この10年、ニューヨーカーは購読料を大幅に引き上げてきた。現在部数全体の70%を占める紙の雑誌と電子版のセット契約は年169.99ドル。電子版のみの契約でも119.99ドルだ。2012年に紙の雑誌だけを購読していた読者の負担は、約5倍から7倍になっている。それでも総部数は10年で17万部ほど増加。収入に占める購読料の割合も75%に達し、広告と完全に逆転した。

成功の1つめの要因は「読者のいるところに会いに行く」戦略を徹底したことだ。とりわけ照準を合わせているのが「Z世代」と呼ばれる10代~20代前半のデジタルネイティブ世代だ。
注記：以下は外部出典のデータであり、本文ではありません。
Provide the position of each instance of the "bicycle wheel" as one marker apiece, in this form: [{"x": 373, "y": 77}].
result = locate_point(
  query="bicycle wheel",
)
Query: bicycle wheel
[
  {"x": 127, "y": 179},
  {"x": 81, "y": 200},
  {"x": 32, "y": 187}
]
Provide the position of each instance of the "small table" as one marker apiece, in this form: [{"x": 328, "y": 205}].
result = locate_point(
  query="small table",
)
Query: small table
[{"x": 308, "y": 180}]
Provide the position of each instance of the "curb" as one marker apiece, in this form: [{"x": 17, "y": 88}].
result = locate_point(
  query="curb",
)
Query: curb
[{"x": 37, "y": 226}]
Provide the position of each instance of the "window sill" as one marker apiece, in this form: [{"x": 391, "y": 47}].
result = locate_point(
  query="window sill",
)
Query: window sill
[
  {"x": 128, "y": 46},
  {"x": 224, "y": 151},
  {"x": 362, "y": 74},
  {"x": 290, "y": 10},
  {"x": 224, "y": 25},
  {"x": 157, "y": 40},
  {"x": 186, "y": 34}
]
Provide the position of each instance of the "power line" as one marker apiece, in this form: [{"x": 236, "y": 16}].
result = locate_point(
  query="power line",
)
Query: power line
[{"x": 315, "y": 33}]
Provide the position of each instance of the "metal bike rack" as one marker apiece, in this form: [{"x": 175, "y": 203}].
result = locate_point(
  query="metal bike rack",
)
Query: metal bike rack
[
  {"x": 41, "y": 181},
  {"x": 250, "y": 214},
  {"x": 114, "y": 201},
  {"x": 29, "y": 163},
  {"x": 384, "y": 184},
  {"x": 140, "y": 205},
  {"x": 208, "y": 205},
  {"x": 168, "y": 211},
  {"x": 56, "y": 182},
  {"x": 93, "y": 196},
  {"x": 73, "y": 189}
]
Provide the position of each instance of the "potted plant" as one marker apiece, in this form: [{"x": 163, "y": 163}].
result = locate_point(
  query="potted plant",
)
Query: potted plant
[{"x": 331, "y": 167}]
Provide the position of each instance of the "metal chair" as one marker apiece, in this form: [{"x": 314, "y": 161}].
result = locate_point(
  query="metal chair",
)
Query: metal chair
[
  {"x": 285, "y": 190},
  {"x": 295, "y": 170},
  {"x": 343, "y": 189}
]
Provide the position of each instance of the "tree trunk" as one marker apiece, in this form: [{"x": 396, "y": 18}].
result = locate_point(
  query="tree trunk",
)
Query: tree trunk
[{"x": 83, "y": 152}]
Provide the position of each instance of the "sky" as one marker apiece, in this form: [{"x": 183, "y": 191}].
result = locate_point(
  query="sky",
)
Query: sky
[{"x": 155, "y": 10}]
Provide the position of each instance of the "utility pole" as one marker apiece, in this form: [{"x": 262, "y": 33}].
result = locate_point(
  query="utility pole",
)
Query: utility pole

伝統的にニューヨーカーの読者が年配世代であったことを考えると意外な気もするが、コンデナスト社最高マーケティング責任者(CMO)のディアドル・フィンドレイは「30代以上はすでにニューヨーカーブランドへのロイヤリティが高い。若い読者の支持を得なければ、雑誌は衰退する」と説明する。

今やニューヨーカーの中心は若い読者のいるところ、つまり電子版「ニューヨーカー・ドットコム」に移った。レムニックに「紙の雑誌へのノスタルジーはないのか」と問うと、「ノスタルジーに浸っている余裕はない。それでは雑誌が潰れてしまう」という答えが返ってきた。

レムニックの右腕として電子版の責任者を務めるのが、ニューヨーカー・ドットコム編集長のマイケル・ルオだ。「電子版自体が1つの編集部のようなもの」と言い、デジタルディレクターのモニカ・レイシックと二人三脚で、日々の編集とDXのような事業戦略の両面を取り仕切る。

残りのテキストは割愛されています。